No loss being logged, when running MLM script (Colab)

When using the run_MLM script and pairing with XLA, I am seeing that despite logging to files I still don’t get a step-by-step output of the metrics.

%%bash
python xla_spawn.py --num_cores=8 ./run_mlm.py --output_dir="./results" \
    --model_type="big_bird" \
    --config_name="./config" \
    --tokenizer_name="./tokenizer" \
    --train_file="./dataset.txt" \
    --validation_file="./val.txt" \
    --line_by_line="True" \
    --max_seq_length="16000" \
    --weight_decay="0.01" \
    --per_device_train_batch_size="1" \
    --per_device_eval_batch_size="1" \
    --learning_rate="3e-4" \
    --tpu_num_cores='8' \
    --warmup_steps="1000" \
    --overwrite_output_dir \
    --pad_to_max_length \
    --num_train_epochs="1" \
    --adam_beta1="0.9" \
    --adam_beta2="0.98" \
    --do_train \
    --do_eval \
    --logging_steps="10" \
    --evaluation_strategy="steps" \
    --eval_accumulation_steps='10' \
    --report_to="tensorboard" \
    --logging_dir='./logs' \
    --save_strategy="epoch" \
    --load_best_model_at_end='True' \
    --metric_for_best_model='accuracy' \
    --skip_memory_metrics='False'  \
    --gradient_accumulation_steps='500' \
    --use_fast_tokenizer='True' \
    --log_level='info' \
    --logging_first_step='True' \
    1> >(tee -a stdout.log) \
    2> >(tee -a stderr.log >&2)

As you can see, I am logging out stderr and stdout to files but I can see that it doesn’t log any step - only the end-of-epoch ones when training is finished. Using TensorBoard also doesn’t help when loss isn’t being logged anyways :thinking: which is quite weird.

I have adjusted logging_steps but that doesn’t seem to help.
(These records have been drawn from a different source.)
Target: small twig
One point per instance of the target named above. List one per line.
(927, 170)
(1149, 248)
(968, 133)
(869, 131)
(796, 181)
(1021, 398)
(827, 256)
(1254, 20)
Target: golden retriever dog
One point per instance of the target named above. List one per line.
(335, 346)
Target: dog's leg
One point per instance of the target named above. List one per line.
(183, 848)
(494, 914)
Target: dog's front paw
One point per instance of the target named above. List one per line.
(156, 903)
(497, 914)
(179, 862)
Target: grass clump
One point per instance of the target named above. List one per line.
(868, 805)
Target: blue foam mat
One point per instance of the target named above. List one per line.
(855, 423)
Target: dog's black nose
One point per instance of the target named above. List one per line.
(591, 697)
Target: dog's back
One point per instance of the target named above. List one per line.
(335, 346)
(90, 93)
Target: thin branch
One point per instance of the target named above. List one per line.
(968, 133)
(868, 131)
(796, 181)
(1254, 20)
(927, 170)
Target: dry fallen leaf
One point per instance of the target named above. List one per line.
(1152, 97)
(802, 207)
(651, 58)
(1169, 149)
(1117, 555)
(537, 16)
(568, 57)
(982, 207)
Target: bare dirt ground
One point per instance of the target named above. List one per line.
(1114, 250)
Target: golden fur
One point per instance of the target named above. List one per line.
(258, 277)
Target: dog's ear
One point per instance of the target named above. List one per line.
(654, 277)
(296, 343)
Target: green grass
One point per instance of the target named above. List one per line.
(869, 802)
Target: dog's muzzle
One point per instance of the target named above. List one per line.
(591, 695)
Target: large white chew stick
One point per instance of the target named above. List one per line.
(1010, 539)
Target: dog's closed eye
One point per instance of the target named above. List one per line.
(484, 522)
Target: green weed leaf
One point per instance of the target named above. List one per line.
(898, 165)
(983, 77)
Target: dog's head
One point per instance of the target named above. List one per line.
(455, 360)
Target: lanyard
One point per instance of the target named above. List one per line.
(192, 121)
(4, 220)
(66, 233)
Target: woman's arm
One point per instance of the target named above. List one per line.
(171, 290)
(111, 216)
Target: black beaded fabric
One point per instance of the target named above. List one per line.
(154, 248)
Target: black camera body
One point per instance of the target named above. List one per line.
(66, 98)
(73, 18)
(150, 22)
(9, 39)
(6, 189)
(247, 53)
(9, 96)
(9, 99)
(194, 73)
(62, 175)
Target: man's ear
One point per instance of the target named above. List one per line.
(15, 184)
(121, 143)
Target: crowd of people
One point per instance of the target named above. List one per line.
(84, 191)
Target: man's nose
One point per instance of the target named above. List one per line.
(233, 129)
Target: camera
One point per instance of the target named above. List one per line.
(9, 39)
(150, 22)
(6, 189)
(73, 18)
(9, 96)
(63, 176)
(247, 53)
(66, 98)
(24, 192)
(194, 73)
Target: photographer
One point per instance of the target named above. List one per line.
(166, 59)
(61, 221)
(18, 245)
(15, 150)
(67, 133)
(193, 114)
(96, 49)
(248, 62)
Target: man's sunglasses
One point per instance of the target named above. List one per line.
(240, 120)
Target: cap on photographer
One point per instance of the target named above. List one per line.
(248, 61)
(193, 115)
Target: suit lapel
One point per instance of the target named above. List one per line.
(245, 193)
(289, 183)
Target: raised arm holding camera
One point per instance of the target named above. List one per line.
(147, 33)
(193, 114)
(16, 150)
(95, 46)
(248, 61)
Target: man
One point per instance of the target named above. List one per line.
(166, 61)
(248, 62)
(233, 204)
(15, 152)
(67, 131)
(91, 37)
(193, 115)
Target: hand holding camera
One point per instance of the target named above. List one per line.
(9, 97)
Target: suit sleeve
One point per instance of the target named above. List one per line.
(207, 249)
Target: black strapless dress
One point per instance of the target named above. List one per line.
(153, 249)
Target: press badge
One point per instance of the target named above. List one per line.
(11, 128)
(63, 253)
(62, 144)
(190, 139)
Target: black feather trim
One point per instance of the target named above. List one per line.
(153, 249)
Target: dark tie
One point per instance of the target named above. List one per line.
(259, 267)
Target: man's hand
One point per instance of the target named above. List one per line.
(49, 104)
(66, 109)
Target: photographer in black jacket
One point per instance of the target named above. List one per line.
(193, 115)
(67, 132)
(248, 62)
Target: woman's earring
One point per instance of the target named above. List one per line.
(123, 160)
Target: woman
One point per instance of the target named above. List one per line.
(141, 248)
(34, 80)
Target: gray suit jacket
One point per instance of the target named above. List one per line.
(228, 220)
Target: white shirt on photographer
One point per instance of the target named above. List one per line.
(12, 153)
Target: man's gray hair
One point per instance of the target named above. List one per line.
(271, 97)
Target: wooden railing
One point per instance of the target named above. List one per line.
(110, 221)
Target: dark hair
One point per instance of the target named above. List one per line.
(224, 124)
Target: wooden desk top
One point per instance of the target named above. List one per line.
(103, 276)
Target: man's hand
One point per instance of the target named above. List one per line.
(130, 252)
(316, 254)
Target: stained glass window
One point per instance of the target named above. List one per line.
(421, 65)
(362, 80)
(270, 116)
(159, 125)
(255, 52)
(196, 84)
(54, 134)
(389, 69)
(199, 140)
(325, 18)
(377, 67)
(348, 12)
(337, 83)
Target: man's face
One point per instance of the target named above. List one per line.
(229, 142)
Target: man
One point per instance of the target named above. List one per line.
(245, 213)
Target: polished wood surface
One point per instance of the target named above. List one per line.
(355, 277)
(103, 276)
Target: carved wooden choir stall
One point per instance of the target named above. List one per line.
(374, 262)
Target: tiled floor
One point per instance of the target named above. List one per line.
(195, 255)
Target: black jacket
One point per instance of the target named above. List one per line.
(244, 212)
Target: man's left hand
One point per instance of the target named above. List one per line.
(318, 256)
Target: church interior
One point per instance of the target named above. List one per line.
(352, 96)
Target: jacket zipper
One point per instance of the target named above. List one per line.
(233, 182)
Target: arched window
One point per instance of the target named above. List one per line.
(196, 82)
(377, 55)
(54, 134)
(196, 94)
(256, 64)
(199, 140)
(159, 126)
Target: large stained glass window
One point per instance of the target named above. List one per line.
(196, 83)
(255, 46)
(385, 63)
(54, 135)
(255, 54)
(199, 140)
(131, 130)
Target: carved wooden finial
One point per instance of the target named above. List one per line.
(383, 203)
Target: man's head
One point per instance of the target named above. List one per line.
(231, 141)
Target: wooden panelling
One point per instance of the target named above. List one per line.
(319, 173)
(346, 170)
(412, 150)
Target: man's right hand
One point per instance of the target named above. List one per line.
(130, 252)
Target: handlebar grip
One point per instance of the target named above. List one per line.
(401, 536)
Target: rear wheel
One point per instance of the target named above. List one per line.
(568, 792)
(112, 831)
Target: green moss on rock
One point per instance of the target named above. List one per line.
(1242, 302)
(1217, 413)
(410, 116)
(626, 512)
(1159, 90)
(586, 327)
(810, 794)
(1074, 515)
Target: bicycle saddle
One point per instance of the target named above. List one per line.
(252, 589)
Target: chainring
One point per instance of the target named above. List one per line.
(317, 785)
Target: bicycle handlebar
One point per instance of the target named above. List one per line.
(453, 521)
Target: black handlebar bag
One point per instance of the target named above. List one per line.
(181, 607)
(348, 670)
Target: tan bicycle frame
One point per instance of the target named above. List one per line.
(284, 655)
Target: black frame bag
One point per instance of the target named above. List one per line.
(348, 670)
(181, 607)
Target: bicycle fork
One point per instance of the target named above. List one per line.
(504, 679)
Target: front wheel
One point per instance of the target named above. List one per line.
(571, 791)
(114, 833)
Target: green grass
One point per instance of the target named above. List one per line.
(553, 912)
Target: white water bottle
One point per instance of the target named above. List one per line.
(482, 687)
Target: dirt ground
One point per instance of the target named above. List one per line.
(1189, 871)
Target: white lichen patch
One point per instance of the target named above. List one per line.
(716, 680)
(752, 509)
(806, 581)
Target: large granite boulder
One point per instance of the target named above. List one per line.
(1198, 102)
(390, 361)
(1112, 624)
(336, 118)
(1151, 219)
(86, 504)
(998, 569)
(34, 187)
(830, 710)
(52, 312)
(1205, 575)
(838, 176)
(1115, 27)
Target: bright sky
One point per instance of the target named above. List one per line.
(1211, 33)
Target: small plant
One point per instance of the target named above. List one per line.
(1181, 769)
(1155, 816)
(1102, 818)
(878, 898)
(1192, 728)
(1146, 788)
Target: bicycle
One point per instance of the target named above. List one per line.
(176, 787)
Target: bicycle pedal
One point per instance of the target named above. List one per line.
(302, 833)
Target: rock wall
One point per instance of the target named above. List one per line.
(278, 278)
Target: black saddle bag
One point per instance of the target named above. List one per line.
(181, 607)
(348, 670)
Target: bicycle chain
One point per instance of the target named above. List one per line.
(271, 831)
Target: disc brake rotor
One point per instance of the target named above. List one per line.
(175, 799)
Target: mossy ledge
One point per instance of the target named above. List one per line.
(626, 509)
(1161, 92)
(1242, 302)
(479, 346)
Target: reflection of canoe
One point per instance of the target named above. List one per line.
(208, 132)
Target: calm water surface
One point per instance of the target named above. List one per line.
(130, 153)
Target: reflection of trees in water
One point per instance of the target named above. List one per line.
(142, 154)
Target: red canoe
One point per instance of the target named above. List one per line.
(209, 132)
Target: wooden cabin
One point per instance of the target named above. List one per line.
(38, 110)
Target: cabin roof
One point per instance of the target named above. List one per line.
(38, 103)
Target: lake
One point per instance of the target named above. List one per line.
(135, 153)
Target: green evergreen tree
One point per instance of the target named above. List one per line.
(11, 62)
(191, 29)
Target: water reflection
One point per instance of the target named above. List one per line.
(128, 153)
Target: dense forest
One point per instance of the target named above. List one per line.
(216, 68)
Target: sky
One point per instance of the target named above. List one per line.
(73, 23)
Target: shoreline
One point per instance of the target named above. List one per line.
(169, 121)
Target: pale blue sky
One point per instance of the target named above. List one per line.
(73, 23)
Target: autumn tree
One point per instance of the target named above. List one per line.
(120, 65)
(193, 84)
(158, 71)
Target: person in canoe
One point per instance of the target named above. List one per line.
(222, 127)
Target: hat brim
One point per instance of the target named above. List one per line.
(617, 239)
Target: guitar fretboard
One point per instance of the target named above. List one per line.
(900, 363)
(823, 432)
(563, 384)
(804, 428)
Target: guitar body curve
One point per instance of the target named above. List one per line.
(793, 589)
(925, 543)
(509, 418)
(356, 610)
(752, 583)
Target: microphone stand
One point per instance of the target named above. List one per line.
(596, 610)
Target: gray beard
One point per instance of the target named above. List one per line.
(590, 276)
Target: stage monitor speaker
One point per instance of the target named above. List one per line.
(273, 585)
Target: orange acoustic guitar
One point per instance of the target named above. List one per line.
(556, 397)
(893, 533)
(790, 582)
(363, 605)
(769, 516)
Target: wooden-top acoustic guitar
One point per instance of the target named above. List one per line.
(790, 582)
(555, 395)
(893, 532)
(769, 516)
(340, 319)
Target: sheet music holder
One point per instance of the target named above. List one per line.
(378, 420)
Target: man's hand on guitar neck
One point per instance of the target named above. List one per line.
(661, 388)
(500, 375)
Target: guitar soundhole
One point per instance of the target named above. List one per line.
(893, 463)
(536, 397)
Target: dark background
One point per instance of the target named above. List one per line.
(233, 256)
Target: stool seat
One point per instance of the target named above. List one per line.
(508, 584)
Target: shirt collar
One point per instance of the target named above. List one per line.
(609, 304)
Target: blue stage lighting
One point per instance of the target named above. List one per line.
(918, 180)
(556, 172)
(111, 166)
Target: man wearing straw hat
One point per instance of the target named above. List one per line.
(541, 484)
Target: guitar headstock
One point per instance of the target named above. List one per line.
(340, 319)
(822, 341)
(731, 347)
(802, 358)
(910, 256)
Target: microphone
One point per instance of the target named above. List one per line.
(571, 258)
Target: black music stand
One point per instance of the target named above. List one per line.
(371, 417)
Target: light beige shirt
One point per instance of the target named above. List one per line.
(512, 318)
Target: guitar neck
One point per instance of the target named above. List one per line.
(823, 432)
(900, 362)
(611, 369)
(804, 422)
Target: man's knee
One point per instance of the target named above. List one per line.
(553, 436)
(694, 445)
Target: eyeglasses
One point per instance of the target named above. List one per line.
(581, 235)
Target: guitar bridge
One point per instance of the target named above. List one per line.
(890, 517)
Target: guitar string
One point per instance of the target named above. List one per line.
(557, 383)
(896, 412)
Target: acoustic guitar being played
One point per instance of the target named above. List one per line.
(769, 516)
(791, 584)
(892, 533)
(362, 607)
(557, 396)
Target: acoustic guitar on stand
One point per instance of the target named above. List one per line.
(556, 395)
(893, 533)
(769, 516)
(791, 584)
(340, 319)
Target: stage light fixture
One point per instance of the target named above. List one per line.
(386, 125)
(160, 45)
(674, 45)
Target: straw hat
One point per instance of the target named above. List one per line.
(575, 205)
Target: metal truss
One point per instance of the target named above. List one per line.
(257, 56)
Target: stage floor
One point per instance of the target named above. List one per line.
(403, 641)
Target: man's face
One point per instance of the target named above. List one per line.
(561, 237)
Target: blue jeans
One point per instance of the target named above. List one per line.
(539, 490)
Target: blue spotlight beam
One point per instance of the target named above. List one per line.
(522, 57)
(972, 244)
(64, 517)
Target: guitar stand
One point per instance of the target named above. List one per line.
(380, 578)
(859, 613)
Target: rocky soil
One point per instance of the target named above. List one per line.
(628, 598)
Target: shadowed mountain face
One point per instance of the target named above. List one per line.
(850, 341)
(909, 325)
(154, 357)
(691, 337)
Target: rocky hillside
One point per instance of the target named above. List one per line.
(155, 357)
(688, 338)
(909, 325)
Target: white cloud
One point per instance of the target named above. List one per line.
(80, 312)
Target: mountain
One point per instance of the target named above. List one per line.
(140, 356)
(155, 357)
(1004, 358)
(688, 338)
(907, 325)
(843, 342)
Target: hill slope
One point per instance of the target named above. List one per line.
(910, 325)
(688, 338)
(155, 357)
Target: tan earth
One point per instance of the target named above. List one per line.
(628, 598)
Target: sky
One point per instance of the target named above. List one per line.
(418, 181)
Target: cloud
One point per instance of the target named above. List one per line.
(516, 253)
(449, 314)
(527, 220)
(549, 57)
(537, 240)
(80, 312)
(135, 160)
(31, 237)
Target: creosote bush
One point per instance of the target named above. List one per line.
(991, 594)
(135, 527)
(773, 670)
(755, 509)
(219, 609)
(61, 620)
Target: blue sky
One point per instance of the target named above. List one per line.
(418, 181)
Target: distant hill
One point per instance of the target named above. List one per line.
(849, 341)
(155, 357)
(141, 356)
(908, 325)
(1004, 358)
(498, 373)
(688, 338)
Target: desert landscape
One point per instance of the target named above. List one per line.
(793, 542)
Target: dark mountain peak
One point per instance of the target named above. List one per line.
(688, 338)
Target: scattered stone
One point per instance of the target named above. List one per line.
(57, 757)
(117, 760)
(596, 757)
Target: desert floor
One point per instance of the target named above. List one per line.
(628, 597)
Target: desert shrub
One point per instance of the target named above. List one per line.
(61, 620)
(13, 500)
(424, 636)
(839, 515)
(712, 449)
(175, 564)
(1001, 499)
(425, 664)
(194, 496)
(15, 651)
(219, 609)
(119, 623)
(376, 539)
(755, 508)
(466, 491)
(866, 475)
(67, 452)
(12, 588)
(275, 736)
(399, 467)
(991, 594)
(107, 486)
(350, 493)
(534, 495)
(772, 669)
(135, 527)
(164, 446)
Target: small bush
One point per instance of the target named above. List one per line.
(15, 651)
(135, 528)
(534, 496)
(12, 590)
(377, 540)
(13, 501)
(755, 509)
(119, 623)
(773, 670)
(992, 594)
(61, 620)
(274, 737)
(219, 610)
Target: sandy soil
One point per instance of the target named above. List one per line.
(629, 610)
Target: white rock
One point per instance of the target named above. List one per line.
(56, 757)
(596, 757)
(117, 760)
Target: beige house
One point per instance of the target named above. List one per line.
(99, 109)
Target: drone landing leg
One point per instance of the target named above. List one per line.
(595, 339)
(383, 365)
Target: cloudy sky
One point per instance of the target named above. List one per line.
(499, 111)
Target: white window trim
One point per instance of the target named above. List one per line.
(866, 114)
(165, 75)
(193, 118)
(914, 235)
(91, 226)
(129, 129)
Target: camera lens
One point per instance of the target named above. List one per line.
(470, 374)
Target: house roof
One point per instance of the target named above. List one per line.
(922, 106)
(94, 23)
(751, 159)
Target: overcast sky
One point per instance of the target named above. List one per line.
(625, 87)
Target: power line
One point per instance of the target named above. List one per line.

I am quite confused - Trainer is supposed to ouput loss to the Cell output too, but that doesn’t happen either.

Does anyone know how I can log the metrics for ‘n’ steps?

Basically, despite providing the logging_steps argument, it doesn’t apparently override the default which I presume to be set to epoch - same with evaluation strategy which also runs during epochs instead of the no. of steps provided.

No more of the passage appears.